La Noce verrà inoltre proposta in una confezione celebrativa che ricorda la straordinarietà dell’evento (l’ultima volta fu 29 anni fa, la penultima oltre seicento anni prima e una futura ostensione non è ad oggi prevedibile).
Per una coincidenza non prevista, proprio nella settimana dell’Ostensione è programmata la fase degli assaggi definitivi del secondo prodotto della linea “I dolci di Antonio”, che si affianca alla classica “I dolci di Giotto”. «Ci siamo orientati verso la pasticceria secca», spiega il presidente del consorzio Nicola Boscoletto, «e contiamo di far debuttare la nostra nuova proposta in occasione della tredicina del Santo, a inizio giugno, come già fu per la Noce».

La sperimentazione del nuovo prodotto è particolarmente accurata, anche perché il richiamo ad Antonio non vuole rimanere un pretesto. Per la Noce del Santo, ad esempio, i pasticceri del consorzio hanno studiato a fondo il contesto storico e alimentare del dodicesimo secolo, mantenendo, spiega Passarin, «l’equilibrio tra prodotti tipici dell’antica modalità di alimentazione che si affidava alla raccolta di ciò che la natura direttamente offriva e quelli provenienti dalla nuova cultura della coltivazione agricola che cominciò ad affermarsi proprio con l’epoca medievale di Sant’Antonio». Ecco quindi le noci, anzitutto. E poi altri frutti di raccolta come le mandorle e le nocciole, miele, lievito naturale, farina integrale di frumento, zucchero di canna…
Un mix evidentemente apprezzato, se è vero che nel chiostro della basilica del Santo e del Santuario antoniano di Camposampiero la Noce del Santo è andata a ruba. Anche le prenotazioni sul sito internet www.idolcidigiotto.it stanno andando molto bene. «E d’altra parte con un partner così», azzarda la battuta Boscoletto, «fare miracoli non è strano».

Battuta solo fino a un certo punto, però. L’alleanza tra frate Antonio e il carcere di Padova è ormai consolidata. Nel giugno 2008 le sue reliquie sono state portate nella casa di reclusione di via Due Palazzi. Un vero evento. Lunghe file di agenti, volontari, personale a chiedere una grazia, pregare, affidare i propri cari e le proprie speranze di vita nuova. E i detenuti?
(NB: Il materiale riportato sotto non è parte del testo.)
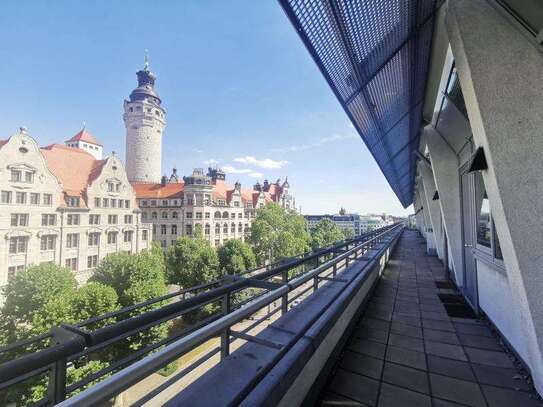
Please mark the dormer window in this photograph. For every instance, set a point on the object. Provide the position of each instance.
(72, 201)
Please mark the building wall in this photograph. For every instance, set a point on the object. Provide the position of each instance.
(22, 152)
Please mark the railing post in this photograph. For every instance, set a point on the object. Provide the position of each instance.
(57, 381)
(284, 298)
(225, 336)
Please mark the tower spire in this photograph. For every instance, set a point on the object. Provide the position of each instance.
(146, 61)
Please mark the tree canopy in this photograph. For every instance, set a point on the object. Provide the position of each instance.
(191, 262)
(278, 233)
(235, 257)
(325, 233)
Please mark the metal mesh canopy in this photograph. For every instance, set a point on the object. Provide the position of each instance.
(374, 54)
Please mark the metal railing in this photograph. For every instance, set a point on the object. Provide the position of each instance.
(68, 344)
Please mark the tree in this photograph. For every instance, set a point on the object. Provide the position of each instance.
(191, 262)
(29, 290)
(235, 257)
(325, 233)
(278, 233)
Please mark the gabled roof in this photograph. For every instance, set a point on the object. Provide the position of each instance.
(85, 136)
(61, 161)
(159, 191)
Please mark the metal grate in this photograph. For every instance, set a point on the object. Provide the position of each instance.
(374, 54)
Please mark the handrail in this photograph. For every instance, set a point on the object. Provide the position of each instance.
(76, 341)
(139, 370)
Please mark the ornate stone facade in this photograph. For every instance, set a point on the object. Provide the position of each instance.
(53, 212)
(204, 201)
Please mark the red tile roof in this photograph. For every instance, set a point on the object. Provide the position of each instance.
(85, 136)
(62, 161)
(158, 191)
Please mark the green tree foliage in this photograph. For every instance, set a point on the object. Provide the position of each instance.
(235, 256)
(33, 287)
(325, 233)
(191, 262)
(278, 233)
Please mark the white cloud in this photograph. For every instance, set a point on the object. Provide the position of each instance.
(319, 143)
(262, 163)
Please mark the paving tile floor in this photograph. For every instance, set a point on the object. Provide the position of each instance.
(407, 351)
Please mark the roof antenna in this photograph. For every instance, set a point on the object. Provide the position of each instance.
(146, 61)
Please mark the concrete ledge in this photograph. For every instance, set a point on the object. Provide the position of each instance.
(258, 375)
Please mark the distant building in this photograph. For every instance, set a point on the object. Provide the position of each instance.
(61, 204)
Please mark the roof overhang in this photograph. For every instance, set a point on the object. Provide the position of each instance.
(374, 55)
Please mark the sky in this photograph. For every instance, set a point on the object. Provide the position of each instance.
(240, 91)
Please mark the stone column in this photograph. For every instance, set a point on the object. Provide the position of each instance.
(447, 179)
(501, 74)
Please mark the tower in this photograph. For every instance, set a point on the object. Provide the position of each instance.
(144, 119)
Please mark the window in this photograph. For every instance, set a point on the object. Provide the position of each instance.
(48, 242)
(92, 261)
(94, 239)
(72, 220)
(72, 201)
(12, 270)
(72, 240)
(16, 176)
(112, 237)
(19, 219)
(34, 198)
(48, 199)
(72, 264)
(5, 197)
(48, 219)
(20, 197)
(94, 219)
(18, 244)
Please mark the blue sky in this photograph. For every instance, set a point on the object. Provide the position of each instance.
(238, 86)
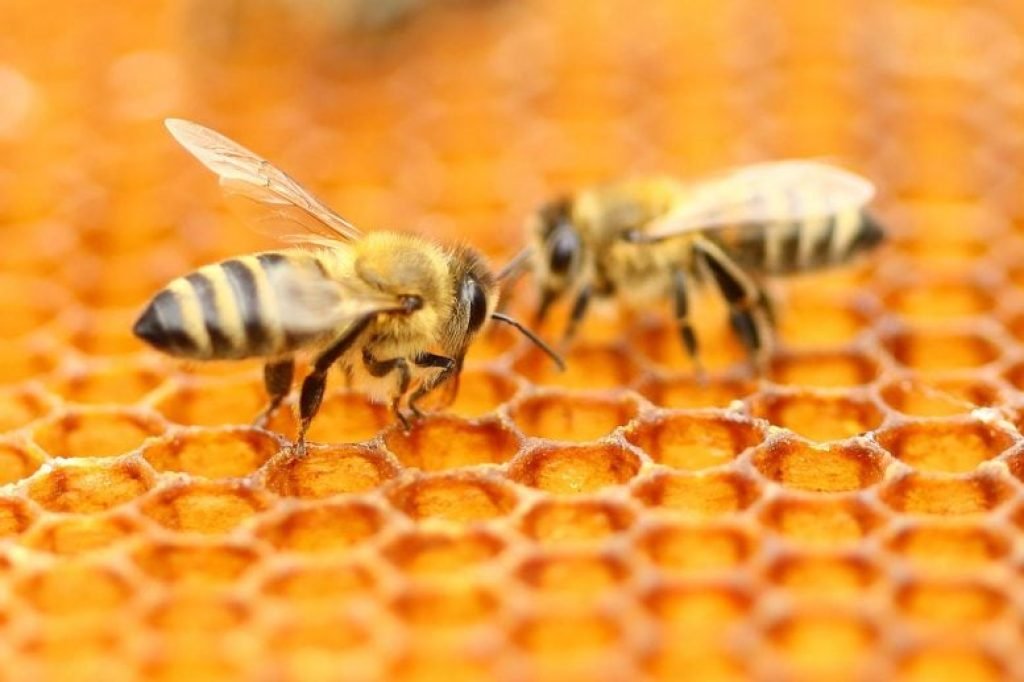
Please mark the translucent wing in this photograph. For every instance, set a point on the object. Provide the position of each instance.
(777, 192)
(243, 172)
(310, 304)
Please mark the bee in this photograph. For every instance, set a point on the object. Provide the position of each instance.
(396, 310)
(649, 239)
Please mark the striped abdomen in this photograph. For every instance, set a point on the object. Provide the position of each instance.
(227, 310)
(798, 247)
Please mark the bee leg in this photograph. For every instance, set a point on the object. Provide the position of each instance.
(748, 311)
(686, 333)
(448, 367)
(580, 307)
(278, 376)
(381, 369)
(311, 394)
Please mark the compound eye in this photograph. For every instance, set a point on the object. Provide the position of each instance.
(473, 292)
(564, 245)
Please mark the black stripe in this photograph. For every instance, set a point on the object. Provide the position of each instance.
(243, 284)
(170, 322)
(220, 344)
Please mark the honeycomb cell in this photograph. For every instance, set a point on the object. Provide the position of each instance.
(938, 398)
(691, 442)
(681, 392)
(186, 562)
(324, 527)
(824, 370)
(832, 468)
(444, 442)
(580, 576)
(822, 576)
(89, 486)
(576, 469)
(823, 522)
(329, 470)
(935, 494)
(687, 549)
(210, 508)
(698, 495)
(948, 547)
(574, 521)
(212, 453)
(95, 432)
(461, 498)
(439, 555)
(818, 417)
(949, 446)
(938, 350)
(76, 535)
(17, 461)
(560, 417)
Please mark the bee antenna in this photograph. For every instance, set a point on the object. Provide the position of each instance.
(519, 263)
(532, 337)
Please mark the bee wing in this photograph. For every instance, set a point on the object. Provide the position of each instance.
(775, 192)
(247, 174)
(311, 304)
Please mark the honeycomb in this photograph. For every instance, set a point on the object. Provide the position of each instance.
(852, 514)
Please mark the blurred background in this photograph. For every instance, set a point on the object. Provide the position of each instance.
(816, 554)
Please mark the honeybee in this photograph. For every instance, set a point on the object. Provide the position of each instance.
(396, 310)
(656, 238)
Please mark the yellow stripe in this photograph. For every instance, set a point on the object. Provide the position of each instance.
(192, 315)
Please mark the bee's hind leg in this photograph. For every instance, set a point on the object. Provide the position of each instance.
(278, 376)
(750, 312)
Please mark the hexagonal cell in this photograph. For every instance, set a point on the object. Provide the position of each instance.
(819, 577)
(938, 350)
(89, 486)
(828, 521)
(694, 441)
(95, 432)
(579, 576)
(121, 382)
(15, 516)
(951, 603)
(442, 555)
(74, 587)
(934, 494)
(462, 498)
(195, 562)
(949, 547)
(79, 535)
(704, 495)
(17, 461)
(574, 469)
(561, 417)
(481, 392)
(210, 508)
(818, 417)
(22, 405)
(324, 527)
(949, 659)
(832, 468)
(696, 549)
(571, 521)
(445, 442)
(587, 367)
(824, 644)
(823, 370)
(683, 392)
(212, 453)
(328, 470)
(939, 397)
(951, 446)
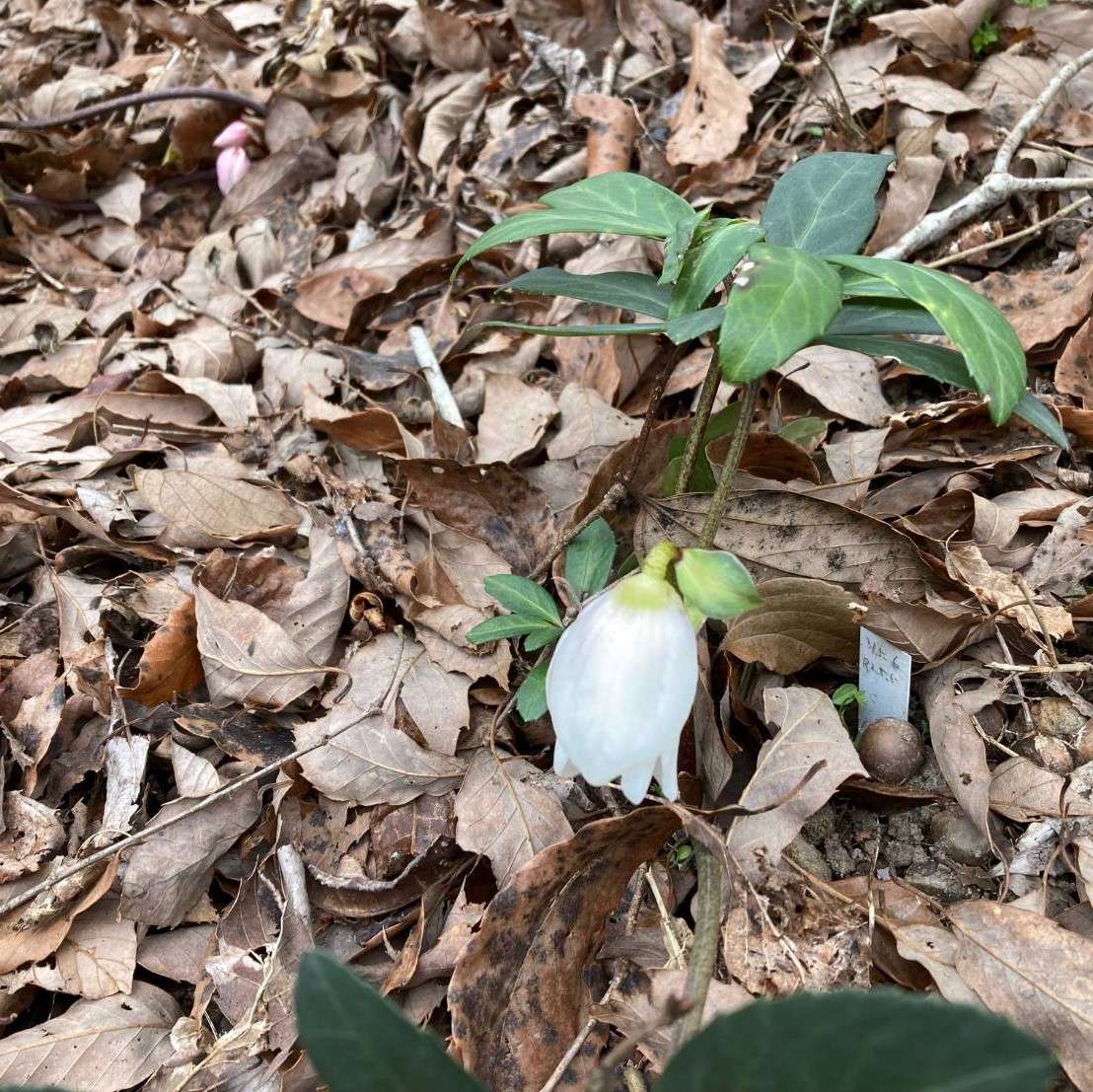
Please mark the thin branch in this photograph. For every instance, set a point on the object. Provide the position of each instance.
(999, 184)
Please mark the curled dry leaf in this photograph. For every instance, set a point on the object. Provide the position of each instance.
(810, 735)
(798, 622)
(503, 813)
(517, 990)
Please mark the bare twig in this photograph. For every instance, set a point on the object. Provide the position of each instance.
(443, 398)
(999, 184)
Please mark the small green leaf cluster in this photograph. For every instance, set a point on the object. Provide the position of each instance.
(535, 615)
(855, 1041)
(792, 280)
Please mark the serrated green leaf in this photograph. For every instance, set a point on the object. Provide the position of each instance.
(636, 292)
(678, 244)
(532, 696)
(848, 1041)
(361, 1043)
(944, 365)
(990, 349)
(506, 625)
(778, 304)
(694, 325)
(524, 597)
(619, 203)
(882, 316)
(589, 556)
(709, 261)
(826, 203)
(601, 330)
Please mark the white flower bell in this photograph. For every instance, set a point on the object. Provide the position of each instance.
(622, 683)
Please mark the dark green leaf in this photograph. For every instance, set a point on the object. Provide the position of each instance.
(603, 330)
(707, 263)
(827, 203)
(948, 366)
(859, 1041)
(360, 1043)
(589, 556)
(882, 316)
(694, 325)
(779, 302)
(678, 244)
(507, 625)
(532, 696)
(991, 350)
(636, 292)
(524, 597)
(618, 202)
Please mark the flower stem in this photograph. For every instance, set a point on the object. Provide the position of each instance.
(707, 902)
(701, 413)
(720, 497)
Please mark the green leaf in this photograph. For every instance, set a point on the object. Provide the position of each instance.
(883, 316)
(361, 1043)
(524, 597)
(619, 202)
(532, 696)
(948, 366)
(707, 263)
(540, 637)
(507, 625)
(694, 325)
(777, 305)
(859, 1041)
(991, 350)
(603, 330)
(827, 203)
(678, 244)
(589, 556)
(636, 292)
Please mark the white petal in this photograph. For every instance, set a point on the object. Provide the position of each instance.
(619, 687)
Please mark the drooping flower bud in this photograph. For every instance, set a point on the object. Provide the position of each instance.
(715, 583)
(232, 164)
(237, 134)
(622, 683)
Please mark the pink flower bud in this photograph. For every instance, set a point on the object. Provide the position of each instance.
(234, 135)
(232, 164)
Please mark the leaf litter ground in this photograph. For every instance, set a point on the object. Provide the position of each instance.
(243, 549)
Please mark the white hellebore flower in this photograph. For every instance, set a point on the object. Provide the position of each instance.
(622, 681)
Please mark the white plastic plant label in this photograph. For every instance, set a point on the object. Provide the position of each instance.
(883, 678)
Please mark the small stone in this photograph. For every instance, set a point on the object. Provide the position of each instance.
(892, 750)
(1056, 716)
(959, 838)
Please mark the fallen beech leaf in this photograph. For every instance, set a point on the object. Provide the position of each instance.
(504, 815)
(109, 1044)
(249, 658)
(492, 503)
(1033, 971)
(171, 663)
(514, 420)
(372, 762)
(206, 511)
(789, 535)
(960, 749)
(810, 731)
(611, 133)
(517, 992)
(798, 622)
(712, 114)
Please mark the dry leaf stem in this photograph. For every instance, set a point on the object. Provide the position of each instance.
(1000, 183)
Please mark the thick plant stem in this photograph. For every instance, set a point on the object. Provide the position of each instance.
(707, 912)
(701, 413)
(731, 466)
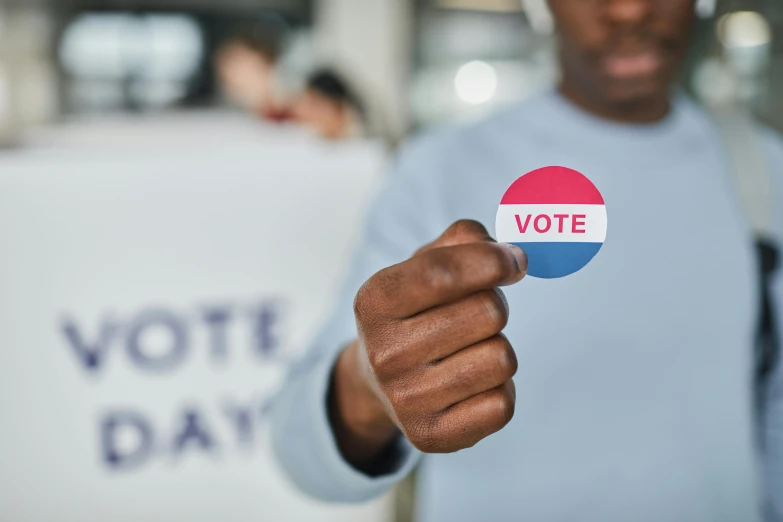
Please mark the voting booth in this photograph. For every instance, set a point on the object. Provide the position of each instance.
(156, 281)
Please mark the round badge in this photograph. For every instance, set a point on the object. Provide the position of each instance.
(557, 216)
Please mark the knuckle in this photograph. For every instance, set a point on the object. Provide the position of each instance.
(498, 264)
(505, 406)
(361, 307)
(440, 272)
(421, 433)
(495, 311)
(469, 228)
(505, 359)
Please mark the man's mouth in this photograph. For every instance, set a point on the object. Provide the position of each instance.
(627, 66)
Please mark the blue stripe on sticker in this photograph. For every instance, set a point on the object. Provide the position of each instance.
(555, 260)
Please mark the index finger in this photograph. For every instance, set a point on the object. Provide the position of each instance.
(444, 275)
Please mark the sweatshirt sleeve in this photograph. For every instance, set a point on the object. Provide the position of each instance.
(402, 219)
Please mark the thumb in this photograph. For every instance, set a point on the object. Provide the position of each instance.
(460, 233)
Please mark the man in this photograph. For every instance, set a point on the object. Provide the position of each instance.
(329, 107)
(246, 66)
(632, 397)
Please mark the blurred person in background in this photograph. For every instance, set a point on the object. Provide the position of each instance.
(631, 397)
(330, 107)
(246, 67)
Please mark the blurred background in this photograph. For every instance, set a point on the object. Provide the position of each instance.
(162, 163)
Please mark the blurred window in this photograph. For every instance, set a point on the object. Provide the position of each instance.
(121, 61)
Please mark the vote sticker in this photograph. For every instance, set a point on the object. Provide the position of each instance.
(557, 216)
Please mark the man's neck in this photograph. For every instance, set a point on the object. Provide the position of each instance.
(647, 111)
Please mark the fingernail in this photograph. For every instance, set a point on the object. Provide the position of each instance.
(520, 258)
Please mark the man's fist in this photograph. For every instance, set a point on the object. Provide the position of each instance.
(430, 360)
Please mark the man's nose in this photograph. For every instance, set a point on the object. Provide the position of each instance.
(628, 12)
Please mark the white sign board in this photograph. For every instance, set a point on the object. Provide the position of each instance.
(151, 298)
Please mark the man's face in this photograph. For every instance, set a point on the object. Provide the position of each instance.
(622, 53)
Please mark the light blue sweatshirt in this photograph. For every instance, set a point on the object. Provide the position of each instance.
(634, 393)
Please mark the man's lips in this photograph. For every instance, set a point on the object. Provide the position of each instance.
(633, 65)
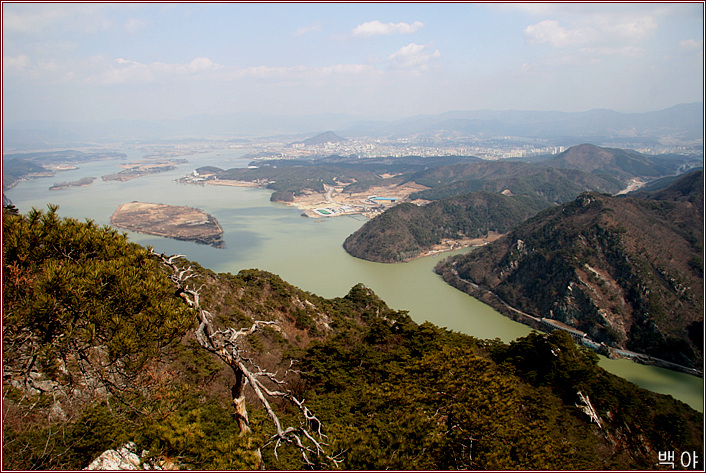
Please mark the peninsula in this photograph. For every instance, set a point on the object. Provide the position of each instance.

Sono stati visitati dal Santo cella per cella, in un pellegrinaggio segnato dal protendersi delle mani fuori dalle sbarre per toccare la reliquia.
Un fatto che ha segnato in profondo lo stesso rettore della Basilica del Santo, padre Enzo Pojana: «Quella giornata, attraverso la preghiera e la devozione sincera di tanti tra detenuti, agenti di polizia penitenziaria e operatori ha portato molti frutti, tra cui il cambiamento del cuore di alcuni».

Non è un caso quindi che durante la settimana ci sarà anche un momento in basilica del Santo dedicato al mondo del carcere. «Potremmo dire che il Due Palazzi restituisce a sant’Antonio la visita», commenta Boscoletto. Di certo la rappresentanza sarà qualificata, con il direttore, magistrati, personale, educatori, agenti di polizia penitenziaria, operatori interni ed esterni e una ventina di detenuti.
D’altra parte parliamo del personaggio che nel 1231 compì un gesto pubblico eclatante: chiese e ottenne dal Comune di Padova di modificare la legge per liberare dal carcere le vittime dell’usura. E che quindi di quel luogo, maledetto o dimenticato dagli uomini, non cessa di avere una cura e una predilezione del tutto particolari.